Teachers in Richmond, like their colleagues across the province, continue to work under an expired contract as negotiations are on-going on a new one.
On Oct. 1, the B.C. Public School Employers’ Association (BCPSEA) asked the mediator, David Schaub, to write a report about the negotiations, to be delivered Friday, Nov. 1.
However, a spokesperson for BCPSEA, which represents boards of education, said they won’t comment on it publicly until they’ve reviewed it with their members.
Conditions from the previous contract, which expired June 30, continue until a new one is in place.
The BC Teachers’ Federation and BCPSEA went back to the mediation table in late September after a short break.
According to the BCTF, there is a “mediator-imposed” media blackout which encompasses the process as well.
BCTF media spokesperson Rich Overgaard said on Friday he doesn’t have a timeline on when there will be any public reporting on mediation.

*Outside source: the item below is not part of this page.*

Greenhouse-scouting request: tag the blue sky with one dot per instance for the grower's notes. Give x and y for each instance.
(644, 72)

The old themes of class size and composition came up earlier in the negotiating process.
In early September, BCTF expressed concerns that Richmond would be one of several large school districts that would lose specialist teachers if what was being proposed by BCPSEA was accepted, while the latter claimed this was not the case.
BCPSEA said they were confident no teaching positions would be lost and had proposed a clause to guarantee “staffing stability.”
While the BCTF said the employer was proposing much larger classroom, BCPSEA claimed it was just proposing a “baseline class size” with additional resources depending on local situations.